Differentiate between primary and secondary active transport

  • primary active transport - involves permease carrier proteins that use an exergonic reaction (ex. ATP hydrolysis) to provide the energy to transport the molecule

  • secondary active transport - involves permease carrier proteins that move one molecule down its electrochemical gradient to help move another molecule against its concentration gradient

    • doesn’t use ATP directly - instead uses electrochemical energy

List the types of primary active transporters (provide specific examples for each)

  • P-type ATPases

    • Na+/K+ ATPases

    • Ca2+ ATPases

  • V-type ATPases

    • H+ ATPases

  • F-type ATPases

    • mitochondrial ATP synthase

  • ABC (ATP-binding cassette)

    • multi-drug resistance proteins - p-glycoproteins

Define uniporter, antiporter (exchanger), symporter (co-transporter)

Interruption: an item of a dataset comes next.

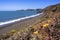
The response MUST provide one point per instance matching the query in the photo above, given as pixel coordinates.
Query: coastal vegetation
(47, 28)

  • uniporter (primary active transport) - a carrier that moves one specific ion/molecule

  • antiporter (secondary active transport) - a carrier that involved moving two different ions/molecules in opposite directions

  • symporter (secondary active transport) - a carrier that involves moving two different ions/molecules in the same directions

List examples of secondary active transporters that are symporters and antiporters

  • symporter

    • sodium glucose contrasporter protein

  • antiporter

    • sodium-calcium exchanger

Define Osmosis

  • the passive transport of water across a selectively permeable membrane

Define osmolarity

  • refers to number of particles in a solution

    • osmolarity takes into consideration of the TOTAL number of solutes (permeable and impermeable)

      • iso-osmotic - solutions are equal in osmolarity → no net osmosis occurs between them if they are separated by a selectively permeable membrane

      • hypo-osmotic - osmolarity in a solution is lower than that of another solution

      • hyper-osmotic - osmolarity solution is greater than that of another solution

Determine dissociation coefficient of a particular solute in a solution + calculate osmolarity

  • equation - osmolarity = sum of each solute (molarity x n)

    • where n is the coefficient of dissociation

Define tonicity

  • refers to what happens to a cell when placed in a solution

    • isotonic - solution with same concentration of non-penetrating solutes as that found in cells

    • hypertonic - solution with higher concentration of non-penetrating solutes than that found in cells

    • hypotonic - solution with lower concentration of non-penetrating solutes than that found in cells

Differentiate penetrating and non-penetrating solutes

  • penetrating solutes - substances that are permeable to the cell → can pass through the membrane

  • non-penetrating cells - substances that are not permeable to the cell → cannot pass through the membrane

Differentiate between osmolarity and tonicity

  • osmolarity - takes in consideration the total number of solutes (both permeable and impermeable)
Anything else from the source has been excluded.